Элий несколько минут молчал, решаясь. И Квинт молчал, не смея мешать.
– Я дам обет. Дам обет, что не увижу Вечный город двадцать лет. Двадцать лет изгнания. Взамен… таков будет уговор… взамен никогда больше на земле не взорвётся Трионова бомба. Ни на земле, ни под землёй, ни в воздухе. Нигде на этой планете.
– И боги тебя послушают? Сомневаюсь. Ведь гениев больше нет.
– Есть один гений. Последний настоящий гений. Я его сейчас призову. Но тебе придётся отойти подальше. Я буду клясться именем гения Рима.
– Ты знаешь имя гения Рима?!
– Я же Цезарь. Вернее, был им. Квинт поднялся. Глянул на друга.

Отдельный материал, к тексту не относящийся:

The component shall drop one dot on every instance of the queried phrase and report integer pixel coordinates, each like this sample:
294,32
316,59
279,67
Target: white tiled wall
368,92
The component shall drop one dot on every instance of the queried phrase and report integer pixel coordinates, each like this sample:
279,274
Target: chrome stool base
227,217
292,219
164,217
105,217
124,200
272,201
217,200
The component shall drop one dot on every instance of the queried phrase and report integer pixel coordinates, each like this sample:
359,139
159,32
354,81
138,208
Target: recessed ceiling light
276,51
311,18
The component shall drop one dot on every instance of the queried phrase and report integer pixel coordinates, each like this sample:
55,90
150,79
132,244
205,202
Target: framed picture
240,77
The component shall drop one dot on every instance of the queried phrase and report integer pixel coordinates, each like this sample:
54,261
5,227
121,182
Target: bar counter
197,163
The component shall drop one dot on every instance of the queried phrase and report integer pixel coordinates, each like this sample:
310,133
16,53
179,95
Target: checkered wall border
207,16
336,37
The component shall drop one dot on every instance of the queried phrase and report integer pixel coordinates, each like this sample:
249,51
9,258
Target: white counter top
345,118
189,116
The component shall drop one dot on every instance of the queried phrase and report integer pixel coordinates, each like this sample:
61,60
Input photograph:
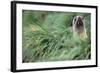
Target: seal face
79,27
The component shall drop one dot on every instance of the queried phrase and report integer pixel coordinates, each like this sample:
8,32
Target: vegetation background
46,36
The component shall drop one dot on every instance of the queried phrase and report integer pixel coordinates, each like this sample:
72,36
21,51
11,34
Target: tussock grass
47,37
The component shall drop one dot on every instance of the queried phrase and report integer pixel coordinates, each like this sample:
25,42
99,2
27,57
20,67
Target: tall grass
46,36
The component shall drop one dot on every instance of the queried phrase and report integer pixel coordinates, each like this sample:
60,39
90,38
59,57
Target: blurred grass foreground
46,36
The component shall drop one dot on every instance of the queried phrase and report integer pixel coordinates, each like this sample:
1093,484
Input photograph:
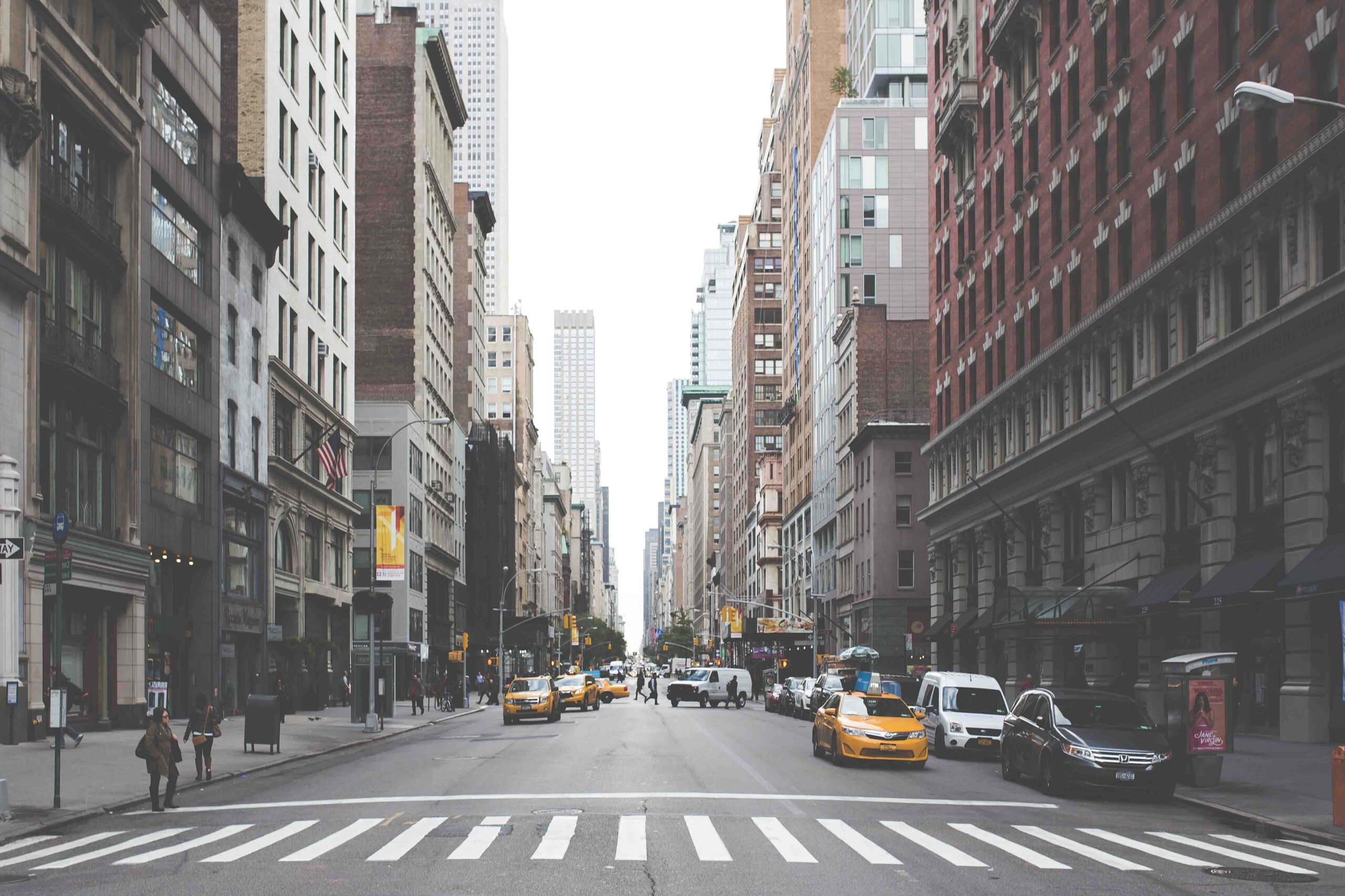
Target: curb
41,828
1264,824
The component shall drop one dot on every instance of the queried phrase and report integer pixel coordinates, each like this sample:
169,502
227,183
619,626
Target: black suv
1067,736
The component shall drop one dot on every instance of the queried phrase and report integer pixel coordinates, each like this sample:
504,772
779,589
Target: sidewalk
1276,779
104,772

– Не делай этого, – попросил фрументарий, зная, что Элий его не послушает.
– Иди.
Квинт стал карабкаться на дюну. Элий встал и поднял лицо к небу. Лучи солнца ударили в глаза. Но Элий не стал жмуриться.
– Я осуждаю себя на изгнание. Двадцать лет я клянусь не видеть Города.
Взамен, о боги, сделайте так, чтобы на земле больше никогда не взрывались Трионовы бомбы. – В ту минуту он вновь стал исполнителем желаний, вновь ставил клеймо, но ставил его на собственное сердце. Говоря, он медленно поворачивался вправо по кругу. Круг замкнётся и скрепит договор с богами нерушимым кольцом. – Юпитер Всеблагой и Величайший и ты, гений Рима, имя которого я называю, скрепите клятву…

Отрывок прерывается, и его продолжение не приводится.